Forty – seven credit card cases were filed during recent 6 month period (November 10 – April 11). In Judge Kimbler’s court, credit card cases are set for trial. At trial Plaintiff must produce monthly account statements to establish the balance prayed for in the complaint, starting from a zero balance or four years of statements, whichever is less. The statements must show the interest rate(s) charged by Plaintiff. Plaintiff must also produce a legible copy of the cardholder's agreement which was in existence when the Defendant last used the account. Plaintiff's evidence must be admissible under the rules of evidence. (must demonstrate how interest rate changed)
In the event Defendant was charged interest in excess of 25% per year before the account was charged-off, Plaintiff must calculate the balance owed on the account, excluding usurious interest.
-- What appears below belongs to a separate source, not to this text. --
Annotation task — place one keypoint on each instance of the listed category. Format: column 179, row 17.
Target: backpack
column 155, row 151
For those months Defendant was charged more than 25% per year, Plaintiff must re-calculate the balance due assuming interest at the statutory rate, i.e., 10% through June 2, 2004, 4% from June 3, 2004 through December 31, 2004, 5% for 2005, 6% for 2006, 8% for 2007, 8% for 2008 and 5% for 2009. (must recalculate interest using statutory rate)
In the event the account is no longer held by the original issuer, Plaintiff must show documentary proof of the assignment of the account to demonstrate its legal status to pursue its claim against the Defendant. (chain of ownership)
If Plaintiff fails to present admissible evidence of the account as set forth above, the Court may enter judgment in favor of Defendant because Plaintiff cannot meet its burden of proof.
Of these 47 credit card cases, 36% were dismissed prior to trial. 38% were granted judgment (the majority of these were agreed consent judgments reached at trial). 12.76% filed bankruptcy. 12.76% are still awaiting trial or service has not been made and therefore trial has not been set.